With Villey, Mr. Denny seems to want to remove religion from the sphere of the world and make it merely a matter of concern for the individual soul. The Church propounds no technical economic system or model, but she does speak to the moral character, which even monetary transactions have. The economy is not something ordered simply to itself; it is not exempt from morality or the cultural and religious order; it too is governed by the laws of God found in revelation and in natural law. The Church, as the moral teacher of mankind, teaches men how to act justly in the economic sphere. To quote Quadragesimo Anno, the Church "never can relinquish her God-given task of interposing her authority, not indeed in technical matters, for which she has neither the equipment nor the mission, but in all those that have a bearing on moral conduct. For the deposit of truth entrusted to Us by God, and our weighty office of propagating, interpreting and urging in season and out of season the entire moral law, demand that both social and economic questions be brought within Our supreme jurisdiction, in so far as they refer to moral issues."
And why? Because the economic order, as all else, has an end assigned it by God. This end, says Pope Pius, fits within a "teleological order" by linkage to which "we shall be led by progressive stages to the final end of all, God Himself, our highest and lasting good." Thus, even the natural aspects of society, including its political and economic aspects, have ultimately a moral and even theological character. It is the task of the Church to speak to these and to guide all things to their ultimate end in God.
As to speculation which the Catholic Encyclopedia article cited by Mr. Denny defines as "the investing of money at a risk of loss on the chance of unusual gain" it is like usury insofar as its goal is not a just gain, but the highest possible gain. The price set by speculation is not gauged by real human need (either of the seller or buyer) and thus not by any real value. Like usury, it ignores the principle of the just price.
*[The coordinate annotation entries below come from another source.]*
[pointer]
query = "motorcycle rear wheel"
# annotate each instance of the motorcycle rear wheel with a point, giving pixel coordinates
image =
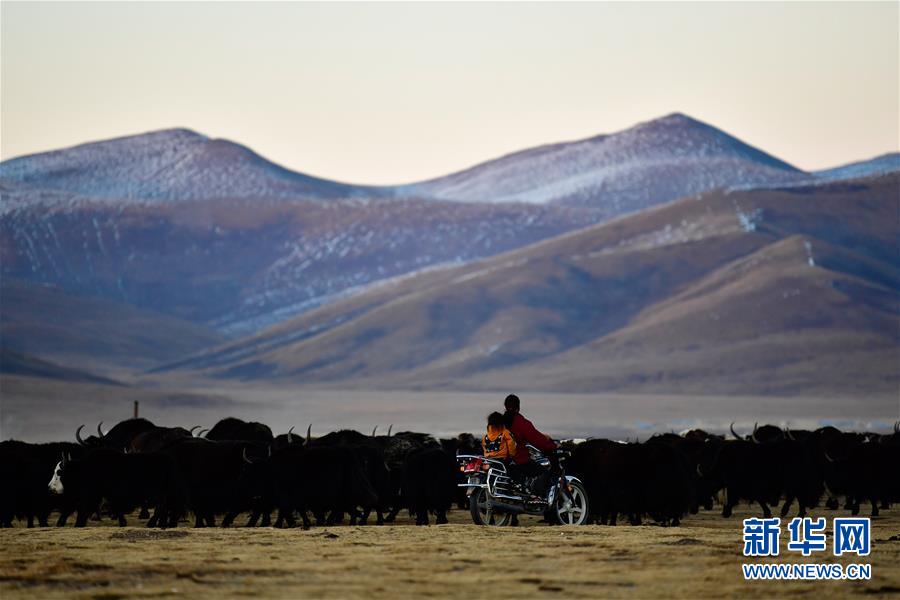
(574, 514)
(480, 513)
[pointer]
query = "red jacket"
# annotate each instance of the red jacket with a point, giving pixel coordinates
(525, 433)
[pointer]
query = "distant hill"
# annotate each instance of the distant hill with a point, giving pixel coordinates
(205, 230)
(91, 333)
(880, 165)
(16, 363)
(168, 165)
(645, 165)
(781, 291)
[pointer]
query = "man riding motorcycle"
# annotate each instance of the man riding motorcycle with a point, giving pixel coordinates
(537, 478)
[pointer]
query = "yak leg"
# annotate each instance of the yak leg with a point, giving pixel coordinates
(392, 516)
(81, 519)
(730, 502)
(788, 501)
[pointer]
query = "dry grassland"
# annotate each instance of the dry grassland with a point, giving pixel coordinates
(700, 559)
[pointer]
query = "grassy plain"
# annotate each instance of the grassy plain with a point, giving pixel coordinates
(700, 559)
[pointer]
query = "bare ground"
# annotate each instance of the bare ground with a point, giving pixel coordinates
(699, 559)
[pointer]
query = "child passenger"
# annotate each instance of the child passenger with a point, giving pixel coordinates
(498, 443)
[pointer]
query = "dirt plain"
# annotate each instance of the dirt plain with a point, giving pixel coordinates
(700, 559)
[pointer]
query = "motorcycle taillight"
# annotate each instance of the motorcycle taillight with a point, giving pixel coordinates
(473, 466)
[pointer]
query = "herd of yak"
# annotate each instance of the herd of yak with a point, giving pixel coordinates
(239, 467)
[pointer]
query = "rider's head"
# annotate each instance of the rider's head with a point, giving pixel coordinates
(511, 403)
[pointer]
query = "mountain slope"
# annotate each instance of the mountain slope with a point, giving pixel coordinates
(16, 363)
(880, 165)
(550, 315)
(168, 165)
(91, 333)
(203, 229)
(240, 265)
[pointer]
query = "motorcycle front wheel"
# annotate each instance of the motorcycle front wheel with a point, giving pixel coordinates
(574, 511)
(482, 515)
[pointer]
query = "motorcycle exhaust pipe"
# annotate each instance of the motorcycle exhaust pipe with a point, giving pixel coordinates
(510, 508)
I have no space to answer all of Mr. Denny's points; but I think he did not fully understand what was said in the article. But I will leave that to the reader's judgment. However, I have read the articles he cites, which purportedly show support for capitalism among later scholastic theologians. But even if the articles demonstrate such a support for capitalism (and I don't think they do), so what? If a bevy of late scholastic theologians disagree with the popes on matters of moral teaching, it is not the popes who are to be judged by the theologians, but they by the popes. And what's true for the theologians, is trebly true for Murray Rothbard and the whole Austrian school of economics.